In a discussion on the housing crisis, the panel agreed that both candidates have signaled a willingness to encourage new building by lowering regulatory burdens like environmental reviews and permitting reforms. Harris has pledged to add 3 million new housing units and create a first-time homebuyer tax credit. Trump has suggested that he would clear hurdles to building on federal lands.

Wang said she was skeptical about whether any of their proposals would actually lead to lower housing prices, but Sinclair applauded the bipartisan consensus toward “finding ways to reduce red tape around building.”

But the panelists also warned that some popular policy proposals—like student loan forgiveness and so-called “No Tax on Tips” plans—may have unforeseen economic consequences.

Loan forgiveness programs “sound nice and shiny on the surface,” Sinclair said, “but there have been few concrete details on how they would be implemented and even who they would benefit.” While potentially addressing economic inequality, Sinclair cautioned that they may also add pressure to the federal budget.

Likewise, Sinclair said that while No Tax on Tips proposals from both Harris and Trump sound like solutions for reducing tax burdens on lower income workers, economists envision them as rife for abuse. “You can imagine Wall Street people who get a lot of their compensation in bonuses saying, ‘Well, what’s a bonus, really? It’s a tip,’” she said.

In the long run, the panel agreed, the Carville political maxim that the state of the economy drives voting decisions has been supplanted by the deeply entrenched partisanship overshadowing the political landscape.

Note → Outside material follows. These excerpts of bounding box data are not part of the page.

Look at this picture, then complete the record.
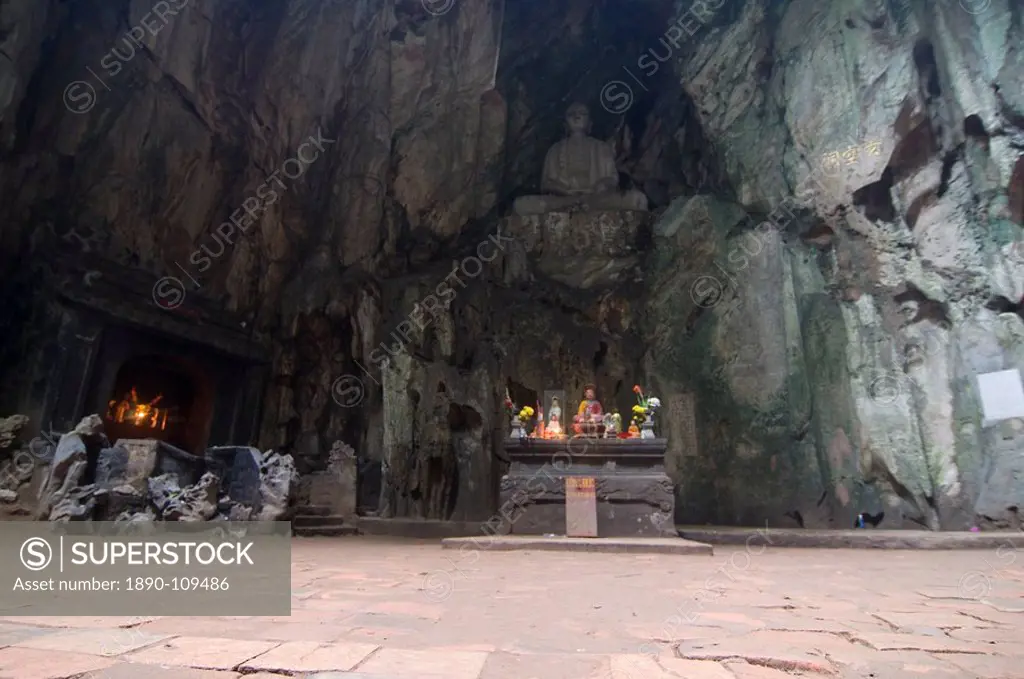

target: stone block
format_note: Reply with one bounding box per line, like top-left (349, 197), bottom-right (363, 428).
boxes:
top-left (978, 368), bottom-right (1024, 424)
top-left (206, 445), bottom-right (263, 512)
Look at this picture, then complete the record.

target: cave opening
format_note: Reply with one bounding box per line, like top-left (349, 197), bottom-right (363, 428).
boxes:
top-left (103, 355), bottom-right (213, 453)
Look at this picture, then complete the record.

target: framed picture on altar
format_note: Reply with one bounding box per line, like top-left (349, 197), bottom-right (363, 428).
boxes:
top-left (544, 389), bottom-right (573, 433)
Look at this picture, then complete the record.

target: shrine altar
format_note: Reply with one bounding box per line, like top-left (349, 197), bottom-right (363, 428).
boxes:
top-left (500, 436), bottom-right (678, 538)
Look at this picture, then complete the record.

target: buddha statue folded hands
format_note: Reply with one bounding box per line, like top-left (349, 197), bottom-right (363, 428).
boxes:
top-left (513, 103), bottom-right (647, 215)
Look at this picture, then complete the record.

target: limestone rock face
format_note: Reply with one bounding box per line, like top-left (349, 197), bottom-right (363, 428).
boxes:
top-left (651, 0), bottom-right (1024, 529)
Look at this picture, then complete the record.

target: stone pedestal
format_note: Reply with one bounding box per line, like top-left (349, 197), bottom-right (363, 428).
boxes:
top-left (499, 438), bottom-right (677, 538)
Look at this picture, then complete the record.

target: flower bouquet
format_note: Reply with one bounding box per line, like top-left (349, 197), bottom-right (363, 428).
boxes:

Rather than viewing the economy as a referendum on incumbents, Binder noted that “most voters have already chosen a team,” which determines their outlook on economic conditions and dictates their voting decisions.

“With due respect to Mr. Carville, it’s not ‘the economy, stupid’ anymore. It’s people’s perceptions—and those happen to be [based on] partisan loyalty,” she said.

The first Dean’s Election Conversation Series event in September addressed immigration and migration issues. The third and final installment—a preview of campaign strategies and election night expectations—is scheduled for Oct. 29.

“When I think of the Columbian College, I think of the engaged liberal arts and one way that the engaged liberal arts is made manifest is in a session like this,” Wahlbeck said, “where we take faculty expertise and apply them to the grand challenges and the big issues facing the nation and the world.”